Understanding the HTML Header Text Splitter

The HTMLHeaderTextSplitter is a structure-aware text splitter that:

Splits text at the level of HTML header tags.
Adds metadata for each chunk, based on which header it falls under.
Allows returning chunks either element-by-element or as merged blocks of related content.
Preserves semantic structure instead of blindly breaking text by character count.

This means you can split content by logical sections of the HTML document rather than arbitrary character limits. It is extremely useful for building RAG (Retrieval-Augmented Generation) systems that depend heavily on well-defined document boundaries.

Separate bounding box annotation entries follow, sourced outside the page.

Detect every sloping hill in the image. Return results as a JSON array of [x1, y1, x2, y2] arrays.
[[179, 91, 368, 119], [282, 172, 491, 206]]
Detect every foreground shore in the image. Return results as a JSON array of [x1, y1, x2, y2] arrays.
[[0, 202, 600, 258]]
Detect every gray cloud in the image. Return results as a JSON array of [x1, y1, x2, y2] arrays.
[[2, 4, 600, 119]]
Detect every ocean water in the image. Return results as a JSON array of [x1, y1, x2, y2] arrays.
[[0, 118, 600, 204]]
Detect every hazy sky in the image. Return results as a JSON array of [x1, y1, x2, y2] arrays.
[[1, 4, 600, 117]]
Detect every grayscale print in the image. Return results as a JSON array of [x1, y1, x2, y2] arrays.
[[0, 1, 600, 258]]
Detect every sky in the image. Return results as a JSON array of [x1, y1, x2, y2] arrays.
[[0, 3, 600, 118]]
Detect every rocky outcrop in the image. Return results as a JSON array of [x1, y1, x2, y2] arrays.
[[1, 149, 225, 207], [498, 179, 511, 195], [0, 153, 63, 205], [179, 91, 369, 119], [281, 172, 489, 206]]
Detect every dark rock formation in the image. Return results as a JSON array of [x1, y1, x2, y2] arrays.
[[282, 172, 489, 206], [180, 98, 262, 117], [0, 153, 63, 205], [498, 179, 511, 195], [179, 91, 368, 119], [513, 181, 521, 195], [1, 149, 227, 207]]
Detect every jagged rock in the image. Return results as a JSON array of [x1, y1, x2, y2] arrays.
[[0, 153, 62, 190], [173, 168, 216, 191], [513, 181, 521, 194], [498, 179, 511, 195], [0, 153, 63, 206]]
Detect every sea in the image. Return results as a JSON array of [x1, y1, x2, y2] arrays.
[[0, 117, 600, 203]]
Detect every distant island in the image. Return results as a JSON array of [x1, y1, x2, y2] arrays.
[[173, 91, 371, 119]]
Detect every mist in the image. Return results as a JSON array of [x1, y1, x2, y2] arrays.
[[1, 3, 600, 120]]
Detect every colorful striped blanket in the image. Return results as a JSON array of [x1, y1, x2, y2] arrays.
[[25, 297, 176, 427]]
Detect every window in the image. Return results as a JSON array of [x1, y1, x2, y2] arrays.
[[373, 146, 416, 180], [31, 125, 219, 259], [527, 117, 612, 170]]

Importing the HTML Header Text Splitter

The splitter is available in the langchain_text_splitters module (depending on your LangChain version):

from langchain_text_splitters import HTMLHeaderTextSplitter

Preparing an HTML String

Let’s assume you have a large HTML string that contains various header tags.

Example:

html_string = """
<!DOCTYPE html>
<html>
<body>

<h1>Foo Bar Main Section</h1>
<p>Some intro about foo.</p>

<h2>First Topic</h2>
<p>Details about the first topic.</p>

<div>
    <h3>Subtopic Discussion</h3>
    <p>Some deeper explanation inside a div.</p>
</div>

</body>
</html>
"""

This is the content we want to divide into structured chunks based on <h1>, <h2>, and <h3>.

Defining Headers to Split On

We can specify which header tags to consider and optionally provide custom names for them.

headers_to_split_on = [
    ("h1", "Header 1"),
    ("h2", "Header 2"),
    ("h3", "Header 3"),
]

Here:

("h1", "Header 1") means: whenever an <h1> tag appears, treat it as a major section.
Similarly for <h2> and <h3>.

Creating the Splitter

html_splitter = HTMLHeaderTextSplitter(headers_to_split_on=headers_to_split_on)

Now, the splitter knows how to process HTML and where to divide the content.

Splitting the HTML Content

html_header_splits = html_splitter.split_text(html_string)

The output will be a list of Document objects, each representing a chunk.
Each document contains:

page_content – the actual text in the chunk
metadata – header hierarchy information

You can simply print the result:

for doc in html_header_splits:
    print(doc)

Typical output:

Document(
    page_content='Some intro about foo.',
    metadata={'Header 1': 'Foo Bar Main Section'}
)

Document(
    page_content='Details about the first topic.',
    metadata={'Header 1': 'Foo Bar Main Section', 'Header 2': 'First Topic'}
)

Document(
    page_content='Some deeper explanation inside a div.',
    metadata={'Header 1': 'Foo Bar Main Section', 'Header 2': 'First Topic', 'Header 3': 'Subtopic Discussion'}
)

This structured metadata becomes extremely valuable when indexing or performing retrieval.

Splitting Content Directly from a URL

The same technique can be used for a webpage.
Assume you have a URL with valid HTML:

url = "https://example.com/some-article"

If you load the HTML (via requests, BeautifulSoup, or LangChain loaders), you can pass it to the same splitter:

import requests

html_text = requests.get(url).text
html_header_splits = html_splitter.split_text(html_text)

Since webpages often contain lengthy and deeply nested sections, splitting becomes slower, but the output will be a clean set of structured chunks.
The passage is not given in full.